B. If a request for additional evidence (RFE) is necessary to resolve a material issue, other than post-filing issues such as ability to pay, an RFE can be issued to try to resolve the issue. When a response is received, and if the petition is approvable, follow the procedures in part A above.

Question 2. How should service centers or district offices process unapproved I-140 petitions that were concurrently filed with I-485 applications that have been pending 180 days and a Request for Evidence (RFE) has been issued?

Answer: If a response to an RFE is received, and the response does not adequately address the issues, or the response is simply that the beneficiary no longer works for the petitioner, or a response is not received at all, and the petition still cannot be approved:

A. Deny the petition on the merits of the case; and

B. Deny the I-485 and the portability request since there was never an approved petition from which to port.

.  .  .

Question 11. When is an I-140 no longer valid for porting purposes?

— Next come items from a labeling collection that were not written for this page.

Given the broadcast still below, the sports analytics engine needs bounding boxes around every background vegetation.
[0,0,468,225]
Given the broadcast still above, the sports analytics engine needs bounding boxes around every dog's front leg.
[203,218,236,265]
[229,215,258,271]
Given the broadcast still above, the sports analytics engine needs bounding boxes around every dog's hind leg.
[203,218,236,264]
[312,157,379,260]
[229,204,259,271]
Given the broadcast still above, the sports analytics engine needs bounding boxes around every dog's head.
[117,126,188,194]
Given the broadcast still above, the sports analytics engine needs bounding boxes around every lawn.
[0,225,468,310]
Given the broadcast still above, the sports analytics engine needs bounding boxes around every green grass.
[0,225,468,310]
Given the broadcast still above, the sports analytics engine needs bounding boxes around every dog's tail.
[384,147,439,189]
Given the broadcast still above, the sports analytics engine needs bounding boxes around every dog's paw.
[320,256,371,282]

Answer: An I-140 is no longer valid for porting purposes when:

A. an I-140 is withdrawn before the alien’s I-485 has been pending 180 days, or

B. an I-140 is denied or revoked at any time except when it is revoked based on a withdrawal that was submitted after an I-485 has been pending for 180 days.

Question 12. Can the 180 days that an I-485 application must be pending for I-140 portability eligibility accrue during a period when visa numbers are unavailable?

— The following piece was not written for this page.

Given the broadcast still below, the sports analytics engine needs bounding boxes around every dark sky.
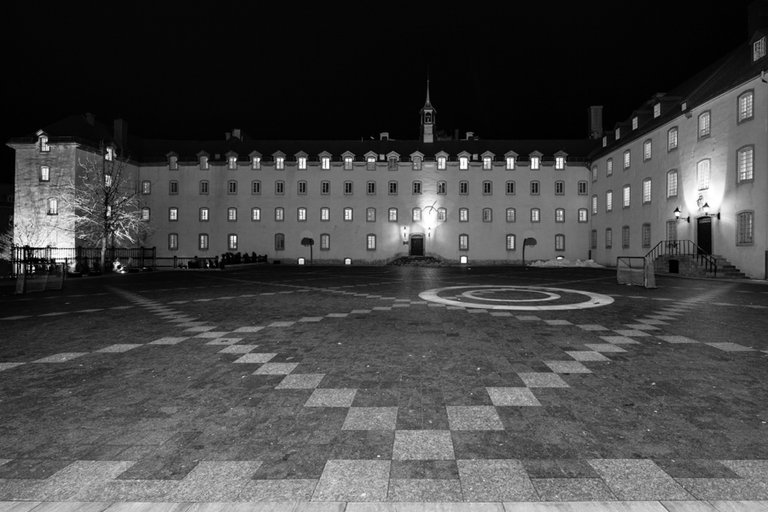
[0,0,749,181]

Answer: Yes. The fact that a visa number becomes unavailable after the filing of the I-485 application does not stop the number of days required for I-140 portability eligibility from accruing.

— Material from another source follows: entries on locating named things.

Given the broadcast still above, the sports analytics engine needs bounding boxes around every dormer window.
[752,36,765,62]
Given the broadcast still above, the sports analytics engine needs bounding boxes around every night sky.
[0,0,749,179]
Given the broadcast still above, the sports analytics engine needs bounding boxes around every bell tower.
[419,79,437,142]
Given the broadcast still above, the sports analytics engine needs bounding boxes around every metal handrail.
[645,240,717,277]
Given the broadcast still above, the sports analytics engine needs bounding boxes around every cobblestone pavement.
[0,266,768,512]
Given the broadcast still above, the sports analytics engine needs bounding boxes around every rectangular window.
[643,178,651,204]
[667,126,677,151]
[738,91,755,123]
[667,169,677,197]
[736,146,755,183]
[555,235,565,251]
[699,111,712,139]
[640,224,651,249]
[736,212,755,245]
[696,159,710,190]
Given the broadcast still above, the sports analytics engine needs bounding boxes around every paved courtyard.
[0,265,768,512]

In the CIS Adjudicator’s Field Manual – the basic policy guide for the CIS – adjudicators are instructed:

“Accordingly, if the employer withdraws the approved Form I-140 on or after the date that the Form I-485 has been pending 180 days, the approved Form I-140 shall remain valid under the provisions of §106(c) of AC21. It is expected that the alien will have submitted evidence to the office having jurisdiction over the pending Form I-485 that the new offer of employment is in the same or similar occupational classification as the offer of employment for which the petition was filed. Accordingly, if the underlying approved Form I-140 is withdrawn, and the alien has not submitted evidence of a new qualifying offer of employment, the adjudicating officer must issue a Notice of Intent to Deny the pending Form I-485. See 8 CFR 103.2(b)(16)(i). If the evidence of a new qualifying offer of employment submitted in response to the Notice of Intent to Deny is timely filed and it appears that the alien has a new offer of employment in the same or similar occupation, the USCIS may consider the approved Form I-140 to remain valid with respect to the new offer of employment and may continue regular processing of the Form I-485. If the applicant responds to the Notice of Intent to Deny, but has not established that the new offer o f employment is in the same or similar occupation, the adjudicating officer may immediately deny the Form I-485. If the alien does not respond or fails to timely respond to the Notice of Intent to Deny, the adjudicating officer may immediately deny the Form I-485.” [Emphasis added]

Illegal denials

Starting in late 2008, various rogue adjudicators at the Nebraska and Texas Service Centers began denying adjustment of status applications in clear violation of law, following notification by an employer of an attempted withdrawal of an I-140 in a case where the beneficiary's adjustment of status application (I-485) had been pending more than 180 days. There is no legal authority for such denials. As far as we know, in every single case where this happened, and the applicant filed a motion to reconsider, the denial was reversed.

The CIS Ombudsman has recognized the inability of the CIS to control some of its adjudicators, who continue to issue illegal denials: http://www.dhs.gov/xabout/structure/gc_1221837986181.shtm#1. If this happens to you, file a motion to reconsider immediately. Ask for a fee waiver because this is a clear CIS mistake. File a complaint with the CIS Ombudsman, using the link on this page. Most definitely notify both your Senators and your Congressman and ask that they seek appropriate disciplinary action against the specific adjudicator, his or her supervisors, and the Center Director.